One of my favourite quotes about the need for social software was from someone at Lotusphere who was talking about the integration of Bank of New York and Mellon Financial in the States.  He stated that the problem was he had 17,000 people over here and 23,000 people over there who didn’t know each other and were supposed to drive synergies from the merger.  How was this going to happen?

Whilst a great example, I’ve found that when I talk about this to small and medium companies in the UK, the response tends to be that social software is only useful when talking about numbers in those scales.  This is unfortunate, as I am sure it is not the case.  When we started Trovus and there were just the three of us, we used instant messaging constantly, and have since deployed Lotus Quickr to manage wikis and documents.  We no longer send any attachments by email internally, everything is accessed through our intranet.  We even invite customers into our intranet to collaborate on documents on occasion.  We saw immediate value of working in a wiki-style environment just between the three of us.  Now we are seven full time members of staff, the returns are even greater.  We haven’t done an ROI case on this because the price point is low enough that there is no ROI for doing an ROI!  Having a collaborative working environment around documents is as much a given as having mobile phones and email.

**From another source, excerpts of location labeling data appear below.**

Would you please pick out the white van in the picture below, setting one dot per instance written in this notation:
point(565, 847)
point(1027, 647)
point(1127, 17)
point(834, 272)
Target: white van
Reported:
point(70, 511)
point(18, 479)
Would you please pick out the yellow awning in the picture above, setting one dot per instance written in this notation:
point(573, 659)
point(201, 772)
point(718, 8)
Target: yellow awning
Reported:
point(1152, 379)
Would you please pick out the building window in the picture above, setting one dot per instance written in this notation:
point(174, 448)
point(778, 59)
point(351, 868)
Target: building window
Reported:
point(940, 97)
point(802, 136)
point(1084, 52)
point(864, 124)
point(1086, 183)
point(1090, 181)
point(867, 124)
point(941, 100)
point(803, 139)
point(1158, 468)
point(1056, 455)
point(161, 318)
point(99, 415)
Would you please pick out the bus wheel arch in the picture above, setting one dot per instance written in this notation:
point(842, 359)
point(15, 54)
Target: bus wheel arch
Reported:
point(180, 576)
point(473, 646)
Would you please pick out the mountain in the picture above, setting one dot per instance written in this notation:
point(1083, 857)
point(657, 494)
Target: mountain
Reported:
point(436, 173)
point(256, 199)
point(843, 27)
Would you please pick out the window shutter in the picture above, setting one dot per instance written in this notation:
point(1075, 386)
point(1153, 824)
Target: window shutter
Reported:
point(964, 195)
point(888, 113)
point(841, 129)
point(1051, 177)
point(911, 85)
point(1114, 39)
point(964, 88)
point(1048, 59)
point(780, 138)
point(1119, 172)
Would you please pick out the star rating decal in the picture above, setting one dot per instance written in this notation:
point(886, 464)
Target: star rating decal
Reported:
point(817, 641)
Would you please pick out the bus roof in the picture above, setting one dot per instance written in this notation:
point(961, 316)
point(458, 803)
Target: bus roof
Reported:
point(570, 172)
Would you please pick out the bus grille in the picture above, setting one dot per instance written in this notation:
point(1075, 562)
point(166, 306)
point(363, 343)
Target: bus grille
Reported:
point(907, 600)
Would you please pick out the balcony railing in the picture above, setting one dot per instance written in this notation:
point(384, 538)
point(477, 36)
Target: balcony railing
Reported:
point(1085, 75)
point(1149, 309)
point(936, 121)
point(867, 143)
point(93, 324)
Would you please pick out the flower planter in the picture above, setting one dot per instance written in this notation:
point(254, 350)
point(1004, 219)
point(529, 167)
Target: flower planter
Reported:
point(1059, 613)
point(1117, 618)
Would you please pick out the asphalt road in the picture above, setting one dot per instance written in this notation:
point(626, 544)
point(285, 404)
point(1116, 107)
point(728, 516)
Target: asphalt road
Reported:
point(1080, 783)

Social software or Web 2.0 can have two purposes.  One is to work more effectively with people you know.  The other is to find people who you didn’t know but should (as in the merger example above).  In a small company where everyone knows each other, the Bank of New York/Mellon example won’t apply directly, but there is still scope for using tools such as Twitter to find like-minded individuals and organisations outside of your current circle of contacts who are potential customer/partner/referral opportunities.  As long as there are two of you, Web 2.0 can be extremely valuable as we have found in terms of productivity and more mundane things like reducing the size of your email quota (which, as we run a hosted service, saves us money!)  The price point of tools like Lotus Quickr and Microsoft Sharepoint are so low these days that almost any company can afford them.  As Euan Semple said to me the other day, when thinking about ROI just keep the ‘I’ small enough that no-one notices!